House Resolution 24 crept into the chamber of the NH House of Representative, and nothing was accomplished. The NH House, minus a few Republicans who chose to leave the floor, voted 227-95, to table the resolution. Tabling the resolution means that it is not dead, and could be resurrected, as political pandering requires.
WMUR News Report: Politics of Dancing
In a week in which we learned that the NH deficit is approaching $300 millions dollars, the best the Democratic leadership could do was take no action on a resolution they do not support. But what would you expect, House Speaker Terie Norelli is stuck between a rock and a hard place.
If Norelli allows the resolution to be voted on, and it passes, she exposes the Class of 2006 as a partisan group of malcontents. If it doesn’t pass, she risk alienating the fringe elements that make up the Democratic Party. Both outcomes playing right into the hands of the Republican Party. If HR24 had passed it was facing an uphill battle just to make it out of NH, let alone appear on the floor of the US Representative. The Constitutionality of the resolution would have been challenged, and it would have lost.
The House Leadership is only fanning the fire of this lunacy more by allowing HR24 to hang around.

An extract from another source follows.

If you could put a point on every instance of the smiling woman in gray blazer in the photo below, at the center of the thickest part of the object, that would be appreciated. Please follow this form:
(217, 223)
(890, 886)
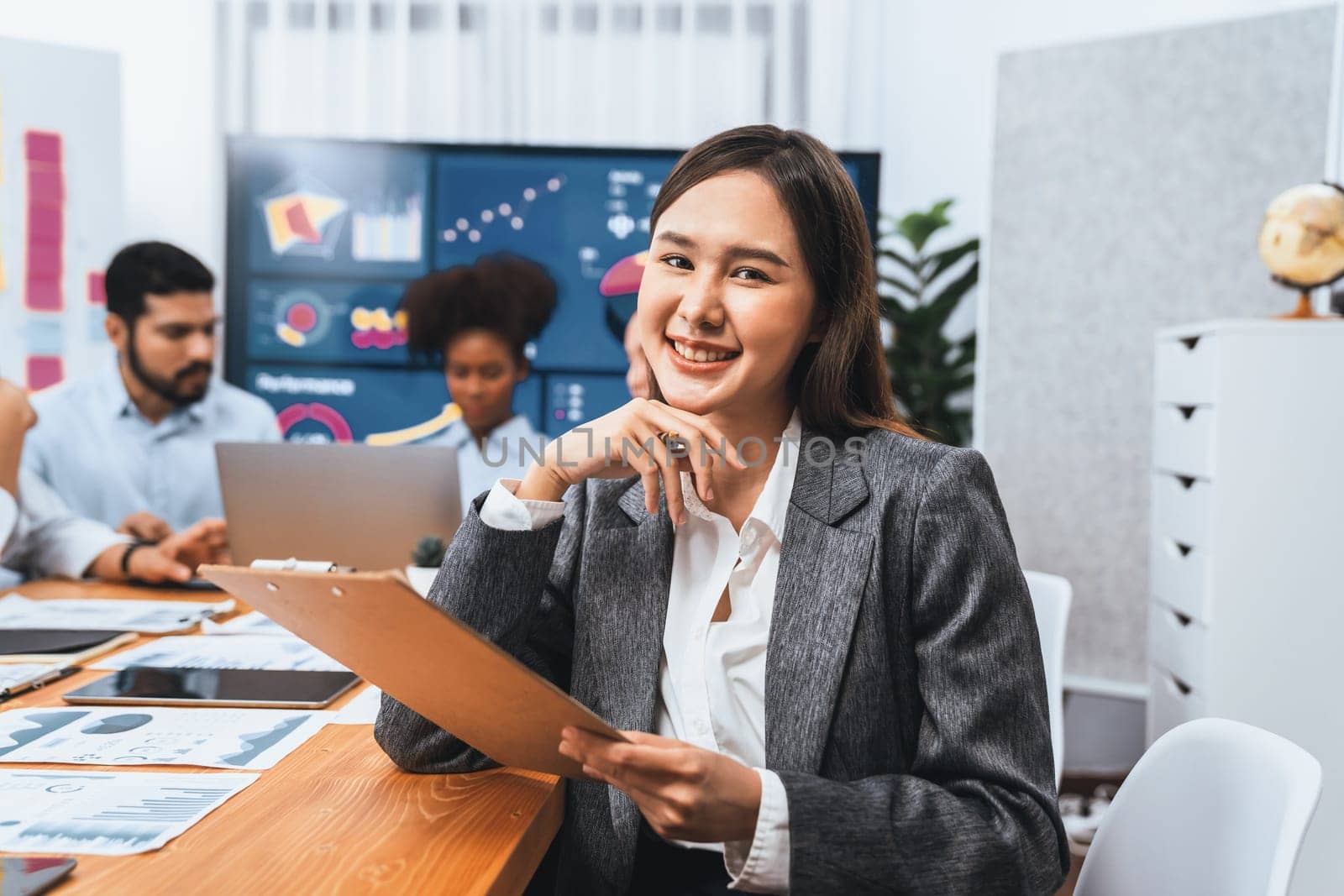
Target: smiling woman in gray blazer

As long as HR24 is still alive, every ill-informed “impeachment nut” will cling to their delusions that HR24 is the “Holy Grail” that will help finally rid the world of the evil President Bush.
But the Republicans aren't above petty politics either. NH Rep. Al Baldasaro, Londonderry, introduced an equally incompetent piece of legislation in retaliation to HR24. Mr. Baldasaro's amendment called on the U.S. House to expel Democratic U.S. Rep. Carol Shea-Porter from Congress. Mr. Baldasaro was just as wrong as Rep. Hall, (along with their supporters) for having turned the floor of the NH House into a three-ringed circus, featuring Terie Norelli as its ring master.
Petty squabbling and politically charged legislation is no way to run a government. The ignorance of those that claim to represent the people far outweighed their good intentions.